Linux commands open files detection

There are two ways in Kotlin (and Java) to execute a command on the command line:

    p = Runtime.getRuntime().exec(command)

and

    val pb = ProcessBuilder(command, arguments)
    val startedProcess = pb.start()

I tried both ways. My goal was to use the 'lsof' command, but that was not available in the lambda runtime. Then I tried to get the user of the process. And the process ID of the lambda itself. Then via /procs/fd one could find what files are kept open by a give PID.

These commands worked:

      val pb = ProcessBuilder("sh", "-c", "echo $$")

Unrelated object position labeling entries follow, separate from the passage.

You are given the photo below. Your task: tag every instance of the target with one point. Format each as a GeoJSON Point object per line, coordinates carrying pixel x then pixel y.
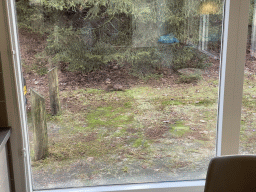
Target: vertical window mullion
{"type": "Point", "coordinates": [231, 75]}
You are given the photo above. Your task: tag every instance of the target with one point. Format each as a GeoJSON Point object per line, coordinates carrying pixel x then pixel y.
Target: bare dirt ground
{"type": "Point", "coordinates": [31, 44]}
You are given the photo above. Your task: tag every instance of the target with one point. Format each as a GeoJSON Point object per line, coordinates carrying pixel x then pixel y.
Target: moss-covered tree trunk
{"type": "Point", "coordinates": [54, 91]}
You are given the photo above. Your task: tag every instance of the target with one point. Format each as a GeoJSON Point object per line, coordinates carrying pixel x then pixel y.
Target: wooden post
{"type": "Point", "coordinates": [39, 125]}
{"type": "Point", "coordinates": [54, 91]}
{"type": "Point", "coordinates": [204, 32]}
{"type": "Point", "coordinates": [253, 36]}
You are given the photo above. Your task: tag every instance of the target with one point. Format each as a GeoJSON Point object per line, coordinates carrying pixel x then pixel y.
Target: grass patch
{"type": "Point", "coordinates": [108, 117]}
{"type": "Point", "coordinates": [178, 129]}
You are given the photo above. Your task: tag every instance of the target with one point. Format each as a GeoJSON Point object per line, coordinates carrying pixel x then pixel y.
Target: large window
{"type": "Point", "coordinates": [138, 88]}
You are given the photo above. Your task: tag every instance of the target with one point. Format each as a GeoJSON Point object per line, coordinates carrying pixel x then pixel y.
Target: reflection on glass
{"type": "Point", "coordinates": [136, 81]}
{"type": "Point", "coordinates": [248, 117]}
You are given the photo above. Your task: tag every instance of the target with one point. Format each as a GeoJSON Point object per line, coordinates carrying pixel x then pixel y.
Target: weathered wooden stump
{"type": "Point", "coordinates": [253, 37]}
{"type": "Point", "coordinates": [54, 91]}
{"type": "Point", "coordinates": [39, 125]}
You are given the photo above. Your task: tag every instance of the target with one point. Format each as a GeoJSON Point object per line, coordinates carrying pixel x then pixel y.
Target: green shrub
{"type": "Point", "coordinates": [189, 78]}
{"type": "Point", "coordinates": [144, 61]}
{"type": "Point", "coordinates": [188, 57]}
{"type": "Point", "coordinates": [67, 45]}
{"type": "Point", "coordinates": [30, 16]}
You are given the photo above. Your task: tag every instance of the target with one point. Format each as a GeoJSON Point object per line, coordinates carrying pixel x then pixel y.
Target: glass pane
{"type": "Point", "coordinates": [120, 91]}
{"type": "Point", "coordinates": [248, 117]}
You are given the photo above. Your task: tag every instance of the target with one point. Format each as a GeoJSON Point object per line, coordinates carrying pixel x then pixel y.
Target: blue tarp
{"type": "Point", "coordinates": [168, 39]}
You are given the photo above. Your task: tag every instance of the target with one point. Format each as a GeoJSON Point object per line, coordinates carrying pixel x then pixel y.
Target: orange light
{"type": "Point", "coordinates": [208, 8]}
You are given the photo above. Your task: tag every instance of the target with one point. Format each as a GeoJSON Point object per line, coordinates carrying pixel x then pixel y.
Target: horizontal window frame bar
{"type": "Point", "coordinates": [175, 186]}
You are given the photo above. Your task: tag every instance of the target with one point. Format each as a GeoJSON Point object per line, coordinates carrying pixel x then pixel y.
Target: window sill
{"type": "Point", "coordinates": [181, 186]}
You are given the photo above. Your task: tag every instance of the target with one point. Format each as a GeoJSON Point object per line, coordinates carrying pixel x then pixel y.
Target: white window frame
{"type": "Point", "coordinates": [229, 111]}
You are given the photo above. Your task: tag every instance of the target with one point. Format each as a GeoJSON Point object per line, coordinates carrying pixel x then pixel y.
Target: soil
{"type": "Point", "coordinates": [34, 43]}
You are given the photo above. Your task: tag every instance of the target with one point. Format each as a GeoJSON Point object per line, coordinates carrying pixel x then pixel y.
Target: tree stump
{"type": "Point", "coordinates": [39, 125]}
{"type": "Point", "coordinates": [54, 91]}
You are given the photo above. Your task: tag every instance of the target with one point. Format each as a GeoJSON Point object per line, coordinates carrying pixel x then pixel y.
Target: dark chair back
{"type": "Point", "coordinates": [231, 174]}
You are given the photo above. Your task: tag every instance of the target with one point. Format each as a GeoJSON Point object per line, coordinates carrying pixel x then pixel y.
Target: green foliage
{"type": "Point", "coordinates": [29, 16]}
{"type": "Point", "coordinates": [67, 45]}
{"type": "Point", "coordinates": [144, 61]}
{"type": "Point", "coordinates": [189, 78]}
{"type": "Point", "coordinates": [40, 63]}
{"type": "Point", "coordinates": [188, 57]}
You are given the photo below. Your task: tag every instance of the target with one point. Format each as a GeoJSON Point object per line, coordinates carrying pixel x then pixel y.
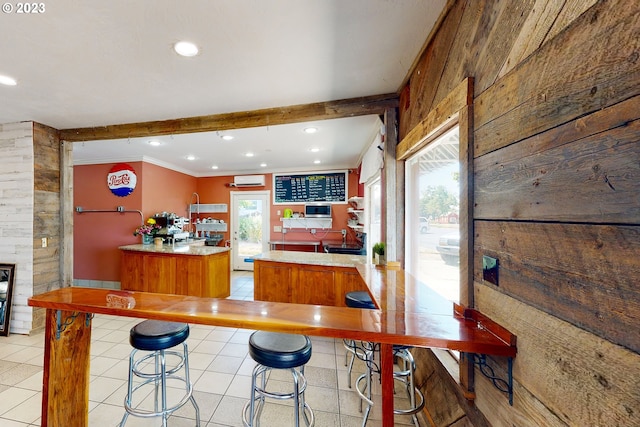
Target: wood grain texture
{"type": "Point", "coordinates": [533, 33]}
{"type": "Point", "coordinates": [594, 179]}
{"type": "Point", "coordinates": [544, 92]}
{"type": "Point", "coordinates": [73, 383]}
{"type": "Point", "coordinates": [423, 84]}
{"type": "Point", "coordinates": [205, 276]}
{"type": "Point", "coordinates": [376, 104]}
{"type": "Point", "coordinates": [304, 284]}
{"type": "Point", "coordinates": [46, 214]}
{"type": "Point", "coordinates": [437, 120]}
{"type": "Point", "coordinates": [564, 375]}
{"type": "Point", "coordinates": [584, 274]}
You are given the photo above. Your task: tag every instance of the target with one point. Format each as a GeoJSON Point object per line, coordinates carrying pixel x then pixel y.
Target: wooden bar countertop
{"type": "Point", "coordinates": [410, 314]}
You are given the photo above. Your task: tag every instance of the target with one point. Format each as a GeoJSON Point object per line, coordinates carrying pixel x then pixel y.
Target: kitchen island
{"type": "Point", "coordinates": [306, 277]}
{"type": "Point", "coordinates": [181, 269]}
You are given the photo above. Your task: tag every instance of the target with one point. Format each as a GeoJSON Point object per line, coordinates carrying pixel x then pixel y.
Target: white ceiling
{"type": "Point", "coordinates": [93, 63]}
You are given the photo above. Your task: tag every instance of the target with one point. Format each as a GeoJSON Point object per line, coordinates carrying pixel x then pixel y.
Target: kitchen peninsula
{"type": "Point", "coordinates": [181, 269]}
{"type": "Point", "coordinates": [306, 277]}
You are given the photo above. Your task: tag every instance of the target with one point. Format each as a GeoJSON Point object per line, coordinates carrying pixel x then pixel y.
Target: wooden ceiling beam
{"type": "Point", "coordinates": [376, 104]}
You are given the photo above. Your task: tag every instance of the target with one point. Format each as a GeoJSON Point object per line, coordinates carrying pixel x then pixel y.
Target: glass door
{"type": "Point", "coordinates": [249, 227]}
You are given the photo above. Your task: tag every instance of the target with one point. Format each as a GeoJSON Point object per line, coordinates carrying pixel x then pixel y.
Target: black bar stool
{"type": "Point", "coordinates": [366, 352]}
{"type": "Point", "coordinates": [156, 337]}
{"type": "Point", "coordinates": [356, 299]}
{"type": "Point", "coordinates": [278, 351]}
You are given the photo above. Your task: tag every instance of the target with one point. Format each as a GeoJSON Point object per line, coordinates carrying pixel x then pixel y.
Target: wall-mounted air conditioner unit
{"type": "Point", "coordinates": [248, 181]}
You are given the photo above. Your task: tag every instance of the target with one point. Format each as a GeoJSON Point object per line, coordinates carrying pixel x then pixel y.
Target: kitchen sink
{"type": "Point", "coordinates": [345, 249]}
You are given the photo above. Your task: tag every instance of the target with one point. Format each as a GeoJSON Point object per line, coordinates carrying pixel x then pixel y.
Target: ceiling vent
{"type": "Point", "coordinates": [248, 181]}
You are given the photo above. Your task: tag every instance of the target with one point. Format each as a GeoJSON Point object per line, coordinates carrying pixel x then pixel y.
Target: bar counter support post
{"type": "Point", "coordinates": [386, 376]}
{"type": "Point", "coordinates": [65, 388]}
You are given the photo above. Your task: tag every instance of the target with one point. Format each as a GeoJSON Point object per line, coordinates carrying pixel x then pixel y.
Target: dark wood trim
{"type": "Point", "coordinates": [375, 104]}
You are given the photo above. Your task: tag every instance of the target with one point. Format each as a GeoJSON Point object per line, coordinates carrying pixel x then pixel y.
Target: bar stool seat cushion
{"type": "Point", "coordinates": [279, 351]}
{"type": "Point", "coordinates": [359, 299]}
{"type": "Point", "coordinates": [153, 335]}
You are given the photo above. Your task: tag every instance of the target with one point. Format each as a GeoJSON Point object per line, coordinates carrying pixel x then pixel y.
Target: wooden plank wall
{"type": "Point", "coordinates": [46, 212]}
{"type": "Point", "coordinates": [556, 191]}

      val startedProcess = pb.start()


      val pb = ProcessBuilder("sh", "-c", "ls -al")
      val startedProcess = pb.start()

      val pb = ProcessBuilder("sh", "-c", "ls -al /proc")
      val startedProcess = pb.start()

      p = Runtime.getRuntime().exec("id -u $userName")


These didn't work:

      p = Runtime.getRuntime().exec("/proc/self/status")
      p = Runtime.getRuntime().exec("echo PID  = $$")
      p = Runtime.getRuntime().exec("$$")
      val pb = ProcessBuilder("echo", "$$")
      val pb = ProcessBuilder("$$")
      p = Runtime.getRuntime().exec(command)  // Exited with value 2, so probably invalid command

When I got the PID, I tried this to get the open FDs by this PID in different ways, but that failed:

      val pb = ProcessBuilder("sh", "-c", "ls -al /proc/$pidFound/fd")

After listing all files in the current directory via this command:

      val pb = ProcessBuilder("sh", "-c", "ls -al /proc")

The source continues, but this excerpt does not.